在腦內亂跑的無數選擇支。…不行了,決定不了啊,太優柔寡斷了決定不了貼傳單的位置…在石川就要放棄的時候。
“那個,在募集新部員呢。”
石川麵前站著一個嬌小的女孩,遊移著視線,一副惴惴不安的緊張樣子。石川第一眼的直接感覺就是這孩子也是優柔寡斷的啊。
“是、是啊。就是那樣。我想募集優柔寡斷部的部員,雖然也想把傳單扔進垃圾桶。”
“我也為優柔寡斷煩惱呢…”
“是、是、是嗎。想入部?”
“怎麼辦呢…”
嬌小的女孩子在石川麵前仍然扭扭捏捏的扭動著身子。
“是這樣呢。決定不了呢。優柔寡斷部呢,是為了克服優柔寡斷,為了進行各種活動還是其他什麼的而猶豫的地方。

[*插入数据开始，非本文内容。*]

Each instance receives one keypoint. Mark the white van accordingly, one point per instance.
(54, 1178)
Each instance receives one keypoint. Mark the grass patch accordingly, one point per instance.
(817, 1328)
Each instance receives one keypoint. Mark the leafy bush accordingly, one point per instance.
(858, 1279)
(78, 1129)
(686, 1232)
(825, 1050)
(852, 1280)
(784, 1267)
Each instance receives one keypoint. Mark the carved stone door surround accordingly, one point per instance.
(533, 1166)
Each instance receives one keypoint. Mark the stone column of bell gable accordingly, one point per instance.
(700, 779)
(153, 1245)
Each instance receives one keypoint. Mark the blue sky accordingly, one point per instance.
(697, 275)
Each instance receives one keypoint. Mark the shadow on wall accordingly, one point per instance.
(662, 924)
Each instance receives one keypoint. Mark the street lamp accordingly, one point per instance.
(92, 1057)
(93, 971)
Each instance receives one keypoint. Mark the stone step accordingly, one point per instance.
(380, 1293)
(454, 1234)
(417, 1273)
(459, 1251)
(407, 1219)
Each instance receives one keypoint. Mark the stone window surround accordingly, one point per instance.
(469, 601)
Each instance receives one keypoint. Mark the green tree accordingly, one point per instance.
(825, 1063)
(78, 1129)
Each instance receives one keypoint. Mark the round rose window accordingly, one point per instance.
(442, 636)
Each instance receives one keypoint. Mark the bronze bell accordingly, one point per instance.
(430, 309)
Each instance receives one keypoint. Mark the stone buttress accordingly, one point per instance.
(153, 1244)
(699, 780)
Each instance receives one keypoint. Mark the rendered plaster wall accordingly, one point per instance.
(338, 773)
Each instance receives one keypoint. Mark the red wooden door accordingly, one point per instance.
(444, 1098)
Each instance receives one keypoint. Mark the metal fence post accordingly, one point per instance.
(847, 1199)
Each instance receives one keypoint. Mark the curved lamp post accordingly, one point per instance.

在夏天為去不去海邊猶豫之類的,在聖誕節為是否遵循社團成員十分猶豫但最後做出的的交換禮物決定而猶豫之類的,這種活動做不做呢都沒法決定。”
“哇,我要加入……好不好呢都沒法決定呢。”
“我也在為要不要邀請猶豫哦。”
“至少隻給我傳單也好…果然還是,不用了吧。”
“是啊,我也沒法決定該用左手給還是右手給。”
“那個…沒什麼。”
“對了…嘛,算了。”
“實際上我…果然還是,啊,但是…果然還是算了…對了…沒什麼。”
該離開還是再聊一會兒沒法決定。兩人就在那裏繼續磨磨蹭蹭。毒辣的陽光預示著夏天的到來。兩人隻是毫無意義地曬黑。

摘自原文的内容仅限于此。